To shape the future, Porsche designers cross boundaries. They take the best from traditions and origins—the brand essence, the values that have made the company successful. At the same time, they boldly add something new. To do so, they study people and their habits in general and Porsche drivers in particular. “In the past, we used to type our destination into the navigation system before a journey. Today, we prepare the route on our smartphones while sitting on the sofa, and then send it to the car.” For Ivo van Hulten, director of user experience design (UX), the possible has long been taken for granted. At the Weissach Development Center, UX stands for everything you can experience in and with a Porsche. It’s about a desire for convenience, flexibility, and timeliness—condensed into a brand experience.

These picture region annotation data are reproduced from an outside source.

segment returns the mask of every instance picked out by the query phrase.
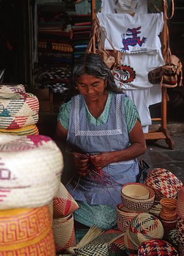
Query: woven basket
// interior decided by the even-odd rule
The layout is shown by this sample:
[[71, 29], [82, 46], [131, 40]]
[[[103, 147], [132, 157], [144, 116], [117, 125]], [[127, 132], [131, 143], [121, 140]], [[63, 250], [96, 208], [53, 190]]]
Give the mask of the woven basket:
[[55, 255], [48, 206], [1, 210], [0, 226], [1, 255]]
[[137, 198], [131, 198], [126, 196], [121, 193], [121, 200], [125, 207], [132, 212], [147, 212], [153, 206], [155, 199], [154, 190], [142, 184], [142, 186], [145, 186], [149, 191], [149, 198], [147, 199], [141, 199]]
[[0, 116], [29, 116], [37, 114], [39, 103], [32, 94], [0, 94]]
[[129, 183], [123, 186], [121, 193], [126, 197], [137, 199], [149, 198], [149, 190], [141, 183]]
[[78, 208], [77, 202], [60, 182], [59, 190], [53, 199], [53, 218], [66, 217]]
[[0, 84], [0, 93], [24, 94], [26, 93], [26, 90], [23, 84]]
[[164, 229], [160, 220], [147, 213], [139, 214], [130, 222], [124, 242], [128, 250], [137, 250], [140, 244], [153, 238], [161, 239]]
[[180, 180], [171, 172], [161, 168], [152, 169], [144, 183], [155, 190], [159, 198], [176, 199], [178, 190], [183, 186]]
[[177, 212], [180, 218], [184, 218], [184, 187], [180, 188], [178, 193]]
[[142, 243], [138, 256], [179, 256], [175, 248], [164, 240], [151, 239]]
[[75, 236], [72, 214], [64, 218], [53, 219], [53, 230], [56, 252], [65, 252], [74, 246]]
[[43, 135], [1, 134], [0, 152], [0, 209], [49, 204], [63, 167], [56, 143]]
[[0, 129], [15, 129], [37, 123], [39, 114], [29, 116], [0, 116]]
[[10, 130], [0, 129], [1, 134], [7, 134], [15, 135], [39, 135], [39, 130], [36, 124], [25, 126], [18, 129], [12, 129]]
[[131, 221], [139, 214], [138, 212], [127, 212], [123, 204], [119, 204], [117, 207], [118, 230], [123, 233], [126, 230]]
[[172, 198], [163, 198], [160, 201], [162, 206], [159, 217], [164, 220], [175, 220], [177, 217], [176, 211], [177, 201]]

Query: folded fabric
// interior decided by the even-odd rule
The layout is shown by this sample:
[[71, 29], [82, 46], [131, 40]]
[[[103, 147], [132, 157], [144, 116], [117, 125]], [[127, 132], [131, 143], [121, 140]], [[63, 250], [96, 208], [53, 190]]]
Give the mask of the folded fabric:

Together with chief designer Michael Mauer and Markus Auerbach, head of interior design, van Hulten experiments every day with what will meet these needs in a few years’ time. The designers keep their minds fresh with the “first principle thinking” method. In doing so, they move away from familiar analogies and break hypotheses down into their smallest components. They focus not on familiar forms but on functions that might be of interest in the future. They ask themselves what a Porsche could be—and what it could not be. This process provides answers to questions that no one has asked before.
Interior of the future
“We thought about how we could still give a distinctly Porsche flair to a passenger compartment that is so far removed from the classic sports-car interior. And how autonomous driving could be designed,” Mauer explains. The second aspect is certainly worth discussing. After all, sports cars are a symbol of self-determination. “We don’t assume that our customers want to give up using a steering wheel,” says Mauer. But in order to be able to think freely about the future, boundaries must be crossed when carrying out these finger exercises. This, he says, is how the centered driver position of the Renndienst came about. “When I want to drive, I have more cockpit feeling than in any other car. And when I don’t, the driver’s seat can be rotated 180 degrees—with one swivel, it turns to face the other passengers. We worked on materializing these basic ideas for about a year,” the chief designer explains.